The Comanches used horses to move into an area. The horses helped with their mobility, and they were a sign of wealth. The Comanches had a connection with French gun traders through Caddo and Wichita tribes and because of this they became enemies of the Spanish. Although the Comanches shared a common language and way of life, they did not all work together. The families formed bands that acted independently of one another. The Comanche rank and social status was determined by war honors and taking horses from their enemies. The Comanches were known for horse raids and then they traded the horses for agricultural goods and firearms.

The Wichita were also powerful with horse-and-gun trading. The Wichita moved southward to get away from the more powerful and European-armed Osages. The Wichita bands were farmers and hunted buffalo. They trader their extra crops to the Comanches for horses. Then, they traded the horses to the French and Caddos. The Wichitas tried to make peace with the Spanish in San Antonio, but the Spanish could not compete with the French trade. Also, the Spanish protected the Lipan Apaches by establishing Santa Cruz de San Saba Mission. The Wichitas did not like the Lipans because they competed for the same hunting grounds. The mission became a target for enemies of the Lipans, including the Wichitas. In March 1758, there was an attack on the mission, killing many and allowing the Wichita and other groups to steal from the mission and burn it down. The small Spanish military group could do nothing but hide in a nearby presidio (military fort).

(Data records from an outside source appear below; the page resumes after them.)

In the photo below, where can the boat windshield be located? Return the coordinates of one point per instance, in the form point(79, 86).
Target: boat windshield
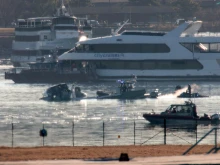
point(187, 109)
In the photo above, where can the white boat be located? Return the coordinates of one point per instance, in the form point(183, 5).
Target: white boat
point(181, 54)
point(40, 36)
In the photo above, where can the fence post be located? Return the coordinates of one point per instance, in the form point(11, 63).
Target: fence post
point(165, 128)
point(196, 131)
point(103, 134)
point(43, 136)
point(215, 139)
point(12, 134)
point(73, 131)
point(134, 131)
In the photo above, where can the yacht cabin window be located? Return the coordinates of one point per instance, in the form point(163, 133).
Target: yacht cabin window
point(124, 48)
point(202, 47)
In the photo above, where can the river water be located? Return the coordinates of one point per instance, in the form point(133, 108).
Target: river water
point(92, 122)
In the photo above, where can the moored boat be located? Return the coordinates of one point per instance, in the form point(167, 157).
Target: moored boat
point(61, 92)
point(178, 114)
point(125, 90)
point(188, 93)
point(49, 71)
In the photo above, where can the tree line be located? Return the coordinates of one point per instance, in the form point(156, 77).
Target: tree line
point(11, 10)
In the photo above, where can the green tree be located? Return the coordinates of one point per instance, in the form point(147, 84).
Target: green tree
point(145, 2)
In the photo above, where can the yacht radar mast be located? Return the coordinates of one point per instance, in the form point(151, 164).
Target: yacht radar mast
point(62, 11)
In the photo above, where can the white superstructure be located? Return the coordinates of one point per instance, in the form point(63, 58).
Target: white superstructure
point(37, 37)
point(181, 54)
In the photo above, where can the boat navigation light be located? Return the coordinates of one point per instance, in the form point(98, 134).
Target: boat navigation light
point(83, 38)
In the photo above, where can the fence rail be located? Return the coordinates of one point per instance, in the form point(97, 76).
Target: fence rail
point(101, 133)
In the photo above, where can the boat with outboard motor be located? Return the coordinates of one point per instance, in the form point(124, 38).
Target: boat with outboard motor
point(125, 90)
point(188, 93)
point(185, 114)
point(61, 92)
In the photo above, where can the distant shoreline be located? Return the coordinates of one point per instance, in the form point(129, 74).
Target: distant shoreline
point(95, 152)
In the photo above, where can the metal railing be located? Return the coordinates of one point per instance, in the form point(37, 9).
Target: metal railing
point(215, 148)
point(100, 133)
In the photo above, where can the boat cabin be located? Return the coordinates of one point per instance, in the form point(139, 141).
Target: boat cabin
point(125, 86)
point(187, 109)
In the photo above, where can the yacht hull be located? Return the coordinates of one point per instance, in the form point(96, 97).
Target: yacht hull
point(47, 77)
point(176, 120)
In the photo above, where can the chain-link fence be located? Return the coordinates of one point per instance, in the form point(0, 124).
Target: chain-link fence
point(101, 133)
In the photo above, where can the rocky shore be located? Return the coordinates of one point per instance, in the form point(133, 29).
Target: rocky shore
point(110, 152)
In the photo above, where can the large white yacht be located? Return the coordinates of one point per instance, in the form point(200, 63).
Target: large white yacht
point(181, 54)
point(37, 37)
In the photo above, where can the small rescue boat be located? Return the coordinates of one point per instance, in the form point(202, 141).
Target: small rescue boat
point(125, 90)
point(184, 114)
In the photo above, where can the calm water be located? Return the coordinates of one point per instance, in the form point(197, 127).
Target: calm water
point(20, 104)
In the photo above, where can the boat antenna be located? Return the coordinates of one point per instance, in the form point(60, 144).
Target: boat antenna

The Lipans Apaches looked for allies, but had few. One group, the Tonkawas, made an alliance with them that lasted for more than one hundred years, during which both groups dwindled. The Tonkawas were a small group that was shoved out of the South Plains by the Comanches. The Tonkawas came together in the mid-1700s to become stronger after losing many to disease and war. They were hated by other Indians because of their raids, competition for hunting grounds, and because they had a reputation of cannibalism (eating other people) of their enemies.